Okay, so now the pope has finally arrived in the United States.
Incredibly, it’s his first visit ever to our country — not just his first visit as pope but his first visit here in his entire life. As a bishop and cardinal, the pope almost never traveled outside of Argentina. He said he wanted to stay close to his flock and not be an “airport bishop.”
It seems he’s never had much of a taste for the day-to-day administrative duties of a pastor or bishop nor has he been into the diplomatic functions, for lack of a better term.
But now, he’s Pope Francis and he has an entirely different responsibility.
Now that he’s in the United States, here’s what we believe the pope must do — and we stress that he can do these things without being any less hospitable or without abandoning his main agenda, whatever that might be:
1) Pope Francis must reach out to those who have ardently defended Catholic doctrine and Catholic teaching. No matter how popular he or she may be, without his core — his base — no leader can survive very long, let alone triumph.
2) Pope Francis must reaffirm benchmark teachings on abortion, marriage and other critical matters of faith and morals. If the Catholic church does not support these foundations of faith, then everything else may eventually be at risk.
3) The pope must begin to make the impact of his actions, words and teachings clear to his bishops, cardinals and other clergy in the United States. Right now, though everyone is excited about the vaulted “Francis effect” they’re not sure how all this translates at the diocesan and parish level. The pope needs to begin to make that clear. What exactly will the changes be (if any) and how would they or should they be carried out? The pope hasn’t been big on details. That will not suffice much longer.
4) The pope needs to remind Catholics that going to church every Sunday and partaking of the sacraments are vital to being a Catholic. Right now, most self-proclaimed “Catholics” are simply not practicing Catholics. They’re not going to church, not taking the sacraments and not participating in parish life. That’s hurting the church and diluting its impact.

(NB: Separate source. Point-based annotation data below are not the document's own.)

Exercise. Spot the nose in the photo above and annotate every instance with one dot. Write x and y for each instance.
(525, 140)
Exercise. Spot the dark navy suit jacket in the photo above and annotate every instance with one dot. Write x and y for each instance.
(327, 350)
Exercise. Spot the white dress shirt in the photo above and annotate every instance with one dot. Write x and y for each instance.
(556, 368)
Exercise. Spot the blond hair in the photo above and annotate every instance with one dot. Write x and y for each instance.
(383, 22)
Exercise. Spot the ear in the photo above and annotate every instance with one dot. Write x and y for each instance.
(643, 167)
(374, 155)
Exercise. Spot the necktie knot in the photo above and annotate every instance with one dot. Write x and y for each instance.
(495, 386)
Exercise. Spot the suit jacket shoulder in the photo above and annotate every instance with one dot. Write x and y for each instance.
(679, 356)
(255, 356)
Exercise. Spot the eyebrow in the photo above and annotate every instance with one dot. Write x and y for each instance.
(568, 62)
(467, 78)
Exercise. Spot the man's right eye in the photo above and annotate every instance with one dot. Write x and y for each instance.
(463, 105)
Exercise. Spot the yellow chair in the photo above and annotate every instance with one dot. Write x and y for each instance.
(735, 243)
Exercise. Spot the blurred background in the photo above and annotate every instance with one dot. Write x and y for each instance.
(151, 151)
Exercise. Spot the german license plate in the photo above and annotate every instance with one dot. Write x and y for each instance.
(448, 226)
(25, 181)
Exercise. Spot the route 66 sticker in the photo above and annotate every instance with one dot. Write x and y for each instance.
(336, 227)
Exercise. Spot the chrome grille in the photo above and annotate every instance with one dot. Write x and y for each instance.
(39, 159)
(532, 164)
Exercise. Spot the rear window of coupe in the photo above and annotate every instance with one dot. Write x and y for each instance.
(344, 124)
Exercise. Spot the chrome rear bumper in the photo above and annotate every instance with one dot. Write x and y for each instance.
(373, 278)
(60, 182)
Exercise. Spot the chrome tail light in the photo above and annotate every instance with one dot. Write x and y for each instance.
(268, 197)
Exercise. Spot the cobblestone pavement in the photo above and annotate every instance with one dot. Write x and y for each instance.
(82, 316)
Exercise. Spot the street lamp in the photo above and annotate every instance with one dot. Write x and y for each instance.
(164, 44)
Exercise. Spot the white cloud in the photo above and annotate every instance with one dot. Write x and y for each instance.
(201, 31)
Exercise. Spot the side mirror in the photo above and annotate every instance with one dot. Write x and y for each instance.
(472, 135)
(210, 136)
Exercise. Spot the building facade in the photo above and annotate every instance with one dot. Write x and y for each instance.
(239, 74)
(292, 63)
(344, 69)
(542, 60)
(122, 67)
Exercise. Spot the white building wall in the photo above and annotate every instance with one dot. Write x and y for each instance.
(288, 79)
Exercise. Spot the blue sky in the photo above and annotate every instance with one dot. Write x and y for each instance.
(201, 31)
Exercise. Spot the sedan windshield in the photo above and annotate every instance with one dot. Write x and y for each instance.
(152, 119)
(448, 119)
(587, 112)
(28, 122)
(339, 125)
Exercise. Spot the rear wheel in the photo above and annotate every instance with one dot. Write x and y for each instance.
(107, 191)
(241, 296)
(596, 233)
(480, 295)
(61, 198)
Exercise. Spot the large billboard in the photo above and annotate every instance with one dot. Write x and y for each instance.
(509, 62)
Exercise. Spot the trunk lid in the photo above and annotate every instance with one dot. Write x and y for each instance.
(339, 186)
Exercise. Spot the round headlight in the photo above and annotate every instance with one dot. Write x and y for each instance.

5) The pope must must address head-on, the culture of death in all its manifestations and with all its ramifications. This is particularly important if he is to reach out to youth and reinvigorate the power of the family and the strength of family life. The pervasive culture of death (including drugs, promiscuity, a cult of danger and violence, objectification, debasement and disrespect for the human body, and the celebration of reckless and destructive behavior) must be hit head-on. Attendant to this is the moral ambiguity that confronts us on a daily basis.
Pope Francis is very popular.
That’s fine. And a certain amount of this comes with every new pope — especially one who smiles a lot, likes people and appears to say what the media want to hear.
But popularity is not moral authority.
In fact, the whole notion of popularity is basically political, often fleeting and somewhat adolescent. You know, like the song from the hugely successful Broadway musical, Wicked entitled Popular:
WHEN I SEE DEPRESSING CREATURES
WITH UNPREPOSSESSING FEATURES
I REMIND THEM ON THEIR OWN BEHALF
TO THINK OF
CELEBRATED HEADS OF STATE OR
SPECIALLY GREAT COMMUNICATORS
DID THEY HAVE BRAINS OR KNOWLEDGE?
DON’T MAKE ME LAUGH!
THEY WERE POPULAR! PLEASE–
IT’S ALL ABOUT POPULAR!
IT’S NOT ABOUT APTITUDE
IT’S THE WAY YOU’RE VIEWED
SO IT’S VERY SHREWD TO BE
VERY VERY POPULAR — LIKE ME!
Well, by the measure of history, it’s not really all about being popular. The greatest leaders were often unpopular in their own time. The greatest artists and writers and composers often went unheralded until years after they were gone.
Still, our popular culture exalts its first name — popularity.
But a religious leader like the pope must transcend popularity for, in a way popularity is the enemy of faith. Faith is boundless and timeless.
The Pope’s not a pop star. He must transcend all that.
So far, he has not done so. And this remains his challenge.